Pour un Anglais, ce nom évoque la victoire de Nelson sur la flotte française en août 1798.
Pour un Français, c’est la victoire de juillet 1799 contre les Turcs.
Le désastre d’Aboukir (1er et 2 août 1798)
Les treize vaisseaux et les quatre frégates de l’amiral Brueys ont débarqué l’armée de Napoléon près d’Alexandrie le 1er juillet. L’amiral français mouille ensuite dans la rade d’Aboukir pour refaire ses réserves d’eau et de vivres. L’amiral Nelson le surprend un mois plus tard. Brueys veut soutenir le combat en restant au mouillage. Les quatorze vaisseaux anglais longent la ligne de vaisseaux français de part et d’autre, dans le sens du rivage vers le large, et les coulent.
De la flotte française en Méditerranée, il ne reste plus que deux vaisseaux et deux frégates. Brueys est tué. Sur les 8000 hommes que comptaient les forces françaises, 3000 sont tués ou blessés, 3000 sont prisonniers (mais ils seront relâchés peu après). Les Anglais n’ont perdu aucun bâtiment et déplorent moins de 1000 victimes. Les conséquences immédiates sont évidentes : Bonaparte est «prisonnier» de ses conquêtes égyptiennes, l’Empire ottoman lui déclare bientôt la guerre. A plus long terme, c’est un coup porté à la politique maritime de Napoléon.
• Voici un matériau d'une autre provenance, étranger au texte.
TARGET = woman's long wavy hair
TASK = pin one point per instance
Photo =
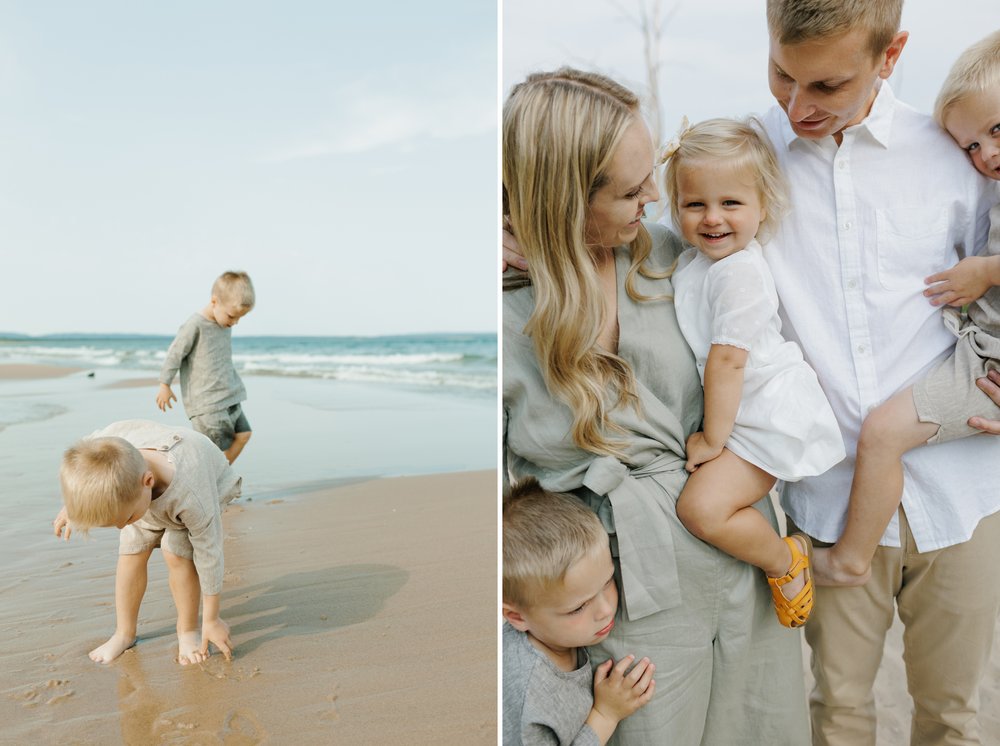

La victoire d’Aboukir (25 juillet 1799)
Une armée de 15000 Turcs, escortée par l’amiral anglais Sydney Smith et commandée par Mustapha Pacha, débarque dans la rade d’Aboukir le 15 juillet et s’empare du fort. Bonaparte attaque dès le 25 juillet, sans attendre Kléber, avec 10000 fantassins et les 1000 cavaliers de Murat. Ce dernier charge le fort et fait prisonnier Mustapha. Les Turcs se retirent en désordre. Certains se réfugient dans le fort mais doivent capituler une semaine plus tard. Bonaparte revient en France alors que se répand la nouvelle de cette victoire.